Pyongyang, VIVA – Presiden China Xi Jinping, saat bertemu dengan pemimpin tertinggi Korut sekaligus Sekretaris Jenderal Partai Buruh Kim Jong Un, menegaskan hubungan Tiongkok dan Korea Utara tidak akan berubah dan akan selalu kuat.
"Bagaimanapun situasi internasional berubah, posisi tegas Partai dan pemerintah China yang sangat menghargai persahabatan tradisional China-Korea Utara tidak akan berubah; dukungan tegas kepada Kamerad Kim Jong Un dalam memimpin pembangunan sosialisme Korea Utara tidak akan berubah," kata Xi di Pyongyang, Senin 8 Juni seperti dikutip dari pernyataan resmi Kementerian Luar Negeri China.
Pernyataan itu disampaikan Xi dalam pertemuan bilateral di Kumsusan Guesthouse, Pyongyang, Korut. Kunjungan itu dilakukan sebagai yang pertama setelah tujuh tahun.
"China dan Korea Utara sama-sama merupakan negara sosialis yang dipimpin oleh partai komunis. Persahabatan tradisional China-Korea Utara berakar pada cita-cita, keyakinan, dan tujuan perjuangan bersama kedua pihak, punya sejarah yang mendalam, fondasi politik yang kokoh, dan ikatan emosional yang kuat," tambah Xi.
- ANTARA/HO-Kementerian Luar Negeri China
Menurut Xi, tekad kuat untuk menjaga kepentingan bersama kedua pihak serta lingkungan strategis yang baik tidak akan berubah.
"Dalam menghadapi perubahan besar dunia yang belum pernah terjadi dalam satu abad terakhir, kedua negara harus berpandangan jauh ke depan, meneruskan perjuangan masa lalu dan membuka masa depan, menangkap peluang dalam arus besar perkembangan sejarah umat manusia, serta membuka prospek yang lebih baik bagi pembangunan sosialisme kedua negara dan bagi perdamaian serta pembangunan kawasan," ungkap Xi.
Xi pun menyampaikan empat pandangan mengenai pengembangan hubungan China-Korea Utara.
Pertama, berpegang pada interaksi pemimpin tertinggi sebagai panduan untuk memperkuat fondasi saling percaya politik.
"Arahan strategis dari pemimpin tertinggi merupakan keunggulan terbesar hubungan China-Korea Utara.

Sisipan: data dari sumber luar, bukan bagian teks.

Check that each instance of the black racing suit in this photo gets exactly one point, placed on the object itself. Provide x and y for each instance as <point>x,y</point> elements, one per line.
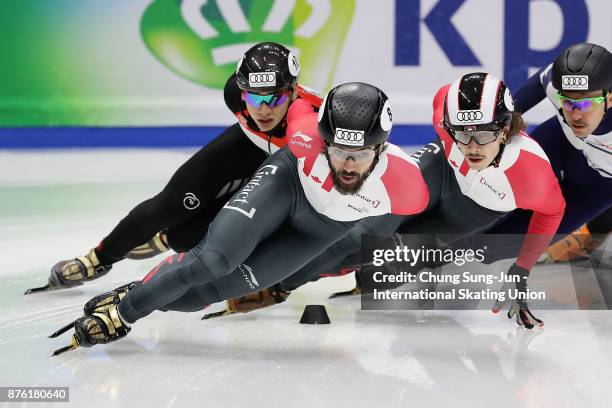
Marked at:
<point>449,211</point>
<point>198,189</point>
<point>286,236</point>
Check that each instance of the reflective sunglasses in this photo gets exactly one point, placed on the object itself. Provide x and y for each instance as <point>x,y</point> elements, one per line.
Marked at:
<point>360,156</point>
<point>583,104</point>
<point>272,100</point>
<point>481,137</point>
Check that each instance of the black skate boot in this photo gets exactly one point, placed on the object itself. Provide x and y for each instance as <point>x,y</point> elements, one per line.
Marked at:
<point>101,322</point>
<point>258,300</point>
<point>355,291</point>
<point>71,273</point>
<point>153,247</point>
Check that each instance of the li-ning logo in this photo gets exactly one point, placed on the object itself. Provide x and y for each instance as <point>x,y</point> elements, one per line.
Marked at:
<point>499,193</point>
<point>262,79</point>
<point>373,203</point>
<point>240,201</point>
<point>305,138</point>
<point>190,201</point>
<point>473,116</point>
<point>578,82</point>
<point>249,277</point>
<point>349,137</point>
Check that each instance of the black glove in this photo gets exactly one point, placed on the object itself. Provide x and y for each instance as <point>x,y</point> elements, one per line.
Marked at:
<point>519,308</point>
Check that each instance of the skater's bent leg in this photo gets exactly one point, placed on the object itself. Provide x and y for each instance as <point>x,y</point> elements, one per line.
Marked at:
<point>231,238</point>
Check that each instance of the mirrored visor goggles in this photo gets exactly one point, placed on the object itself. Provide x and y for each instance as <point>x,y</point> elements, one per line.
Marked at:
<point>272,100</point>
<point>359,156</point>
<point>481,137</point>
<point>583,104</point>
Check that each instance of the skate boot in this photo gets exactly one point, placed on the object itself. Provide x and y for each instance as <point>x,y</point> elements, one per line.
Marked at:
<point>355,291</point>
<point>67,274</point>
<point>155,246</point>
<point>579,244</point>
<point>258,300</point>
<point>101,322</point>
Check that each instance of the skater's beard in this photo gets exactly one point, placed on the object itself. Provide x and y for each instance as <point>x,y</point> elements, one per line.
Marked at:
<point>344,188</point>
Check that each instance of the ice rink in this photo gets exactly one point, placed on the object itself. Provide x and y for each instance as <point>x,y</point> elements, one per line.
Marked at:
<point>56,205</point>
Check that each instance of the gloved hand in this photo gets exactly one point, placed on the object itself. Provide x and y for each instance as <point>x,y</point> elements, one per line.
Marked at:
<point>519,308</point>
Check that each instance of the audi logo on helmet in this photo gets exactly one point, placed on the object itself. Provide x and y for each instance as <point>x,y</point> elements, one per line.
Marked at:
<point>470,117</point>
<point>349,137</point>
<point>262,79</point>
<point>571,82</point>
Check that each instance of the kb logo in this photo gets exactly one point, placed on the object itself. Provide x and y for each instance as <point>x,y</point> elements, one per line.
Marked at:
<point>579,82</point>
<point>261,79</point>
<point>469,116</point>
<point>190,201</point>
<point>349,137</point>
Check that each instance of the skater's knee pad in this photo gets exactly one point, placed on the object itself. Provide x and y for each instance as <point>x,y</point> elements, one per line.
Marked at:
<point>215,263</point>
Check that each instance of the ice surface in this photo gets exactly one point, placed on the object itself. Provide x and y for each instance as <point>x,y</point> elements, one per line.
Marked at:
<point>57,205</point>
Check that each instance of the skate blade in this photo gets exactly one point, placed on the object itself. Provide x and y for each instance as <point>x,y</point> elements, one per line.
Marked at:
<point>63,330</point>
<point>73,345</point>
<point>215,315</point>
<point>39,289</point>
<point>351,292</point>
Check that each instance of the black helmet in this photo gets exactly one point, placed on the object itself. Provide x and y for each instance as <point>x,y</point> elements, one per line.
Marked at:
<point>355,114</point>
<point>478,101</point>
<point>267,67</point>
<point>583,67</point>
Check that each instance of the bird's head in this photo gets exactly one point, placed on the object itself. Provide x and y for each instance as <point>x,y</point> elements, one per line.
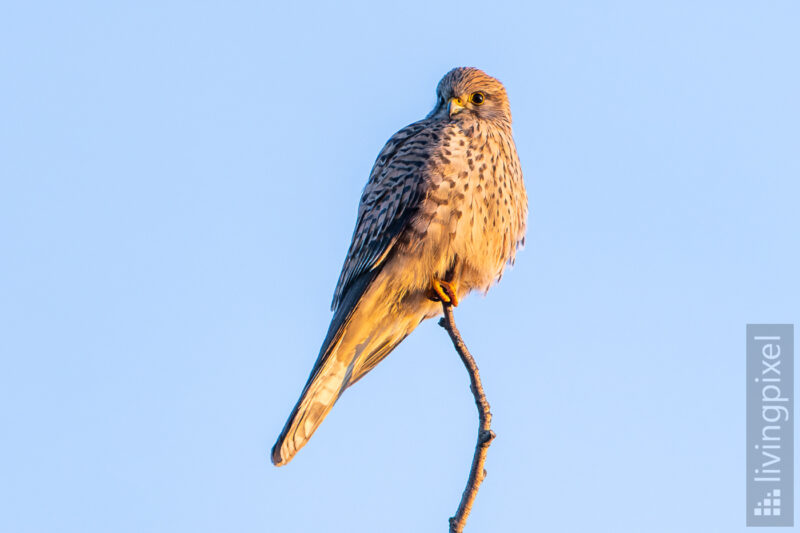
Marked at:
<point>469,93</point>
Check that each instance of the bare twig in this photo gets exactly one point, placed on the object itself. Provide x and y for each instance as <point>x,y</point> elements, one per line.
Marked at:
<point>485,433</point>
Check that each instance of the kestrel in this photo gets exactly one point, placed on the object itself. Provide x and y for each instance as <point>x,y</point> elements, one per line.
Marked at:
<point>444,211</point>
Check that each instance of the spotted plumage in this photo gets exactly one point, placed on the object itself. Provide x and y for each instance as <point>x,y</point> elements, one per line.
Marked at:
<point>445,201</point>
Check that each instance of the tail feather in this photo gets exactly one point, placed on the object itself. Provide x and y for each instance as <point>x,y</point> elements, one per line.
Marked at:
<point>355,343</point>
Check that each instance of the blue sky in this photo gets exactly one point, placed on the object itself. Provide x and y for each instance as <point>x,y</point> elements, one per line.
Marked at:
<point>178,187</point>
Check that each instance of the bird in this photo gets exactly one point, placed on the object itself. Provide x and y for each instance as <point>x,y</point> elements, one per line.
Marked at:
<point>443,213</point>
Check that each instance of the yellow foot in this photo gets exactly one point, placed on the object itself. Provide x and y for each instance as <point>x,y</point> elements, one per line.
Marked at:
<point>443,291</point>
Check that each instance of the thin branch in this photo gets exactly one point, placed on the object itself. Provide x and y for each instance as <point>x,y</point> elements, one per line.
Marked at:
<point>485,433</point>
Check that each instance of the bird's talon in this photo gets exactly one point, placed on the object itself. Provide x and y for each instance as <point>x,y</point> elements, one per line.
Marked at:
<point>443,291</point>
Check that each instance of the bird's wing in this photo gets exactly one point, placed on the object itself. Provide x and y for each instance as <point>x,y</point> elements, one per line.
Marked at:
<point>392,196</point>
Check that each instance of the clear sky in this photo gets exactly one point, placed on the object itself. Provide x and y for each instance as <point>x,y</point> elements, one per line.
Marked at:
<point>178,188</point>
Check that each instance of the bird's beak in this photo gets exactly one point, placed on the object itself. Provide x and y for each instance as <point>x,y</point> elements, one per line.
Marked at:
<point>455,105</point>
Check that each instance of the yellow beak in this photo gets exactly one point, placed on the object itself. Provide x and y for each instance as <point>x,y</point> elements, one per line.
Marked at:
<point>455,105</point>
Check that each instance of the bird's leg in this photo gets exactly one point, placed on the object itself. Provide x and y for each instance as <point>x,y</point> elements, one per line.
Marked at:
<point>444,291</point>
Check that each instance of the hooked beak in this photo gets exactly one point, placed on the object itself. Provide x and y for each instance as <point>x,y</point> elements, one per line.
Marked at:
<point>455,105</point>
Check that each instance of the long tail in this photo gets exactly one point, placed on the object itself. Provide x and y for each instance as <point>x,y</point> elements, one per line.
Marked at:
<point>362,333</point>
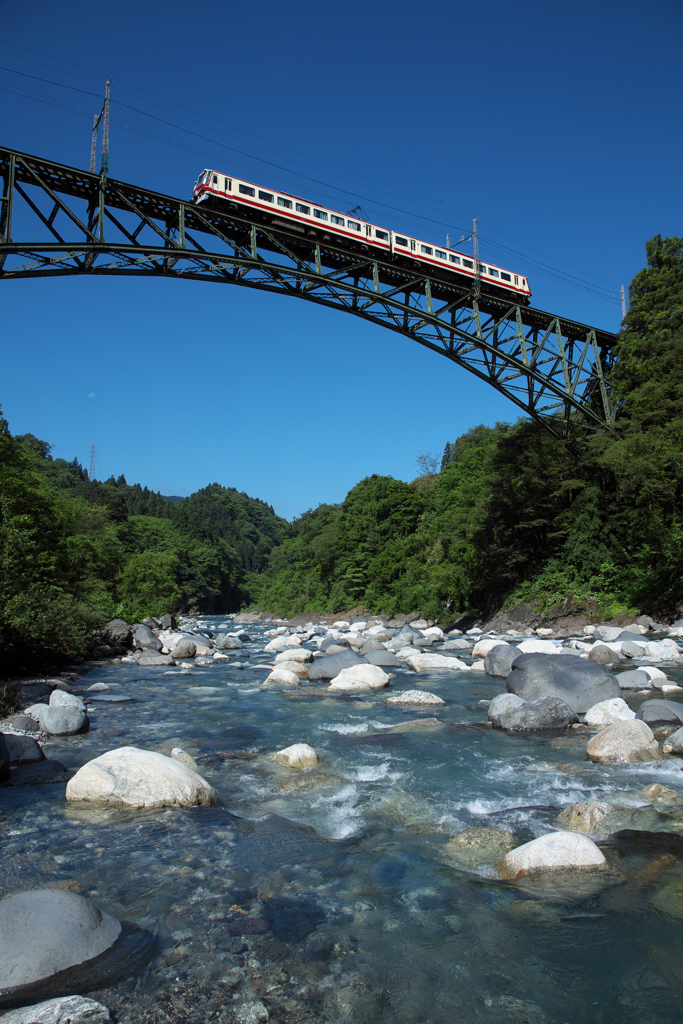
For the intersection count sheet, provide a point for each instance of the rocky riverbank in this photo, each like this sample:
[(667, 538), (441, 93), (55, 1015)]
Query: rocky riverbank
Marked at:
[(265, 814)]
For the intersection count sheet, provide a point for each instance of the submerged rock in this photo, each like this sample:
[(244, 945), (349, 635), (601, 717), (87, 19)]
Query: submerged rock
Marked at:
[(360, 677), (297, 756), (65, 1010), (19, 750), (415, 697), (478, 848), (579, 683), (660, 713), (132, 777), (557, 851), (499, 660), (440, 663), (46, 931), (586, 816), (332, 665), (632, 740)]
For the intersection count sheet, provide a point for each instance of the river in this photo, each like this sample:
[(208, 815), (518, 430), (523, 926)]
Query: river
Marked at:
[(327, 896)]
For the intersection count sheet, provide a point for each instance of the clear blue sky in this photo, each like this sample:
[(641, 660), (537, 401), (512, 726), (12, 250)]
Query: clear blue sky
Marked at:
[(558, 125)]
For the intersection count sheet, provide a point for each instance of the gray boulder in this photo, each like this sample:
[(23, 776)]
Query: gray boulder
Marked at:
[(635, 679), (501, 706), (606, 633), (63, 1010), (19, 750), (578, 682), (186, 648), (332, 665), (385, 658), (145, 638), (45, 931), (65, 716), (372, 644), (119, 632), (656, 712), (332, 642), (499, 660), (532, 716), (154, 657), (603, 655), (225, 642)]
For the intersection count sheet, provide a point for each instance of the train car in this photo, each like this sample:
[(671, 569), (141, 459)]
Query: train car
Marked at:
[(310, 219)]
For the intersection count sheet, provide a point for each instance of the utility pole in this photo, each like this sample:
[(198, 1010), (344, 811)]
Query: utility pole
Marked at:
[(103, 116), (477, 268)]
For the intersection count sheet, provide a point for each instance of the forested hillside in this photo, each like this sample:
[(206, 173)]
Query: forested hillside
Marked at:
[(78, 552), (514, 513)]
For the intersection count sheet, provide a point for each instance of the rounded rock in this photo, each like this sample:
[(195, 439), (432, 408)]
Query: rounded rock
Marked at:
[(46, 931), (632, 740), (128, 776), (557, 851), (415, 697)]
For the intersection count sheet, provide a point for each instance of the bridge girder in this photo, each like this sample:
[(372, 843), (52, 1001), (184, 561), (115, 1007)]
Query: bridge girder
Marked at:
[(553, 369)]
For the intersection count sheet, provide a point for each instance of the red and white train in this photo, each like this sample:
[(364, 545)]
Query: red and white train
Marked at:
[(304, 217)]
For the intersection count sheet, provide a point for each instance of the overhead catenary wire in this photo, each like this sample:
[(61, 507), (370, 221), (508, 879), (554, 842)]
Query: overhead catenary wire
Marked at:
[(591, 283)]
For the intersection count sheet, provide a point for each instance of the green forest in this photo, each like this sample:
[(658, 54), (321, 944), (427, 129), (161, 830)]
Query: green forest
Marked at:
[(512, 514)]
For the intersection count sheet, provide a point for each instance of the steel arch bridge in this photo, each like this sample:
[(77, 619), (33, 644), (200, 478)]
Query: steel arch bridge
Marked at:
[(57, 220)]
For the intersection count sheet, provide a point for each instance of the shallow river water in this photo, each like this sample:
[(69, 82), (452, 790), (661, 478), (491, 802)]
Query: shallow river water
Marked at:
[(324, 895)]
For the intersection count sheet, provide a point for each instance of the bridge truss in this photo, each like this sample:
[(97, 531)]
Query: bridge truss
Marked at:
[(57, 220)]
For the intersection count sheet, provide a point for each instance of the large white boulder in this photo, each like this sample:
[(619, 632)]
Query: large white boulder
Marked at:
[(631, 740), (538, 647), (282, 677), (297, 756), (360, 677), (481, 647), (282, 641), (557, 851), (428, 663), (608, 712), (434, 632), (129, 776), (302, 655), (415, 697)]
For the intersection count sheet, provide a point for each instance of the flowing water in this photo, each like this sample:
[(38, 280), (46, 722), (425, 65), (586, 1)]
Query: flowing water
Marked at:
[(328, 895)]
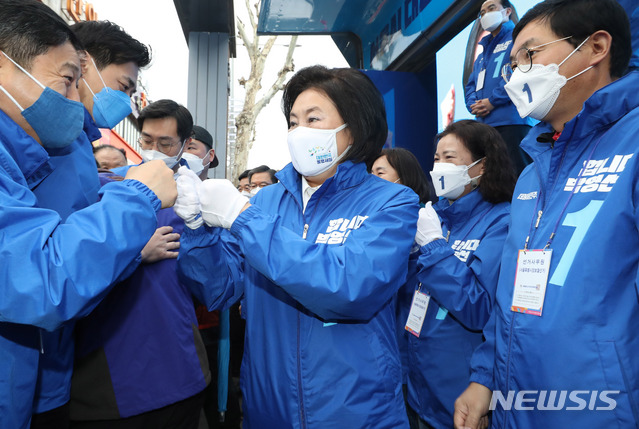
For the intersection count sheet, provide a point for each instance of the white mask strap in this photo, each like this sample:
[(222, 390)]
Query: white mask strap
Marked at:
[(474, 163), (96, 69), (11, 98), (23, 70), (340, 128), (575, 50), (90, 90)]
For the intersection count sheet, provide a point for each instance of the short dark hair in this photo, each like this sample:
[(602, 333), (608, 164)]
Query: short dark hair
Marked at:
[(109, 44), (244, 175), (357, 100), (165, 109), (409, 171), (29, 28), (263, 169), (102, 147), (580, 19), (483, 141)]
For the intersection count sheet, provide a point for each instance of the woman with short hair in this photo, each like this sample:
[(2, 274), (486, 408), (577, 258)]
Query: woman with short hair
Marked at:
[(458, 264), (318, 257)]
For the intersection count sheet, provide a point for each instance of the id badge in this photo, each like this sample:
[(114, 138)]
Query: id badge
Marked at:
[(417, 313), (531, 280), (480, 80)]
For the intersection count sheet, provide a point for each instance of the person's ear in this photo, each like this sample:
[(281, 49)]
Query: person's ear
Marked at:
[(600, 45), (84, 62)]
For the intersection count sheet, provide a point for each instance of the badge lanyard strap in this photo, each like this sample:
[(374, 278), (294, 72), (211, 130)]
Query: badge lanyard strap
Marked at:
[(563, 211)]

Saya bersedia menjaga komunikasi strategis yang erat dengan Kamerad Sekretaris Jenderal dan memandu hubungan China-Korea Utara agar terus melangkah ke tingkat yang lebih tinggi," tambah Xi Jinping.
Hubungan antarkedua partai, ungkap Xi juga memainkan peran penting sebagai pemandu dalam perkembangan hubungan China-Korea Utara.
"Kedua partai perlu semakin memperluas dan mengaktifkan pertukaran persahabatan di berbagai tingkatan dan bidang antara kedua partai, serta saling bertukar pengalaman dalam mengelola partai dan memerintah negara. Kedua partai perlu memperkuat pertukaran di bidang diplomasi, penegakan hukum, militer, dan bidang-bidang lainnya," jelas Xi.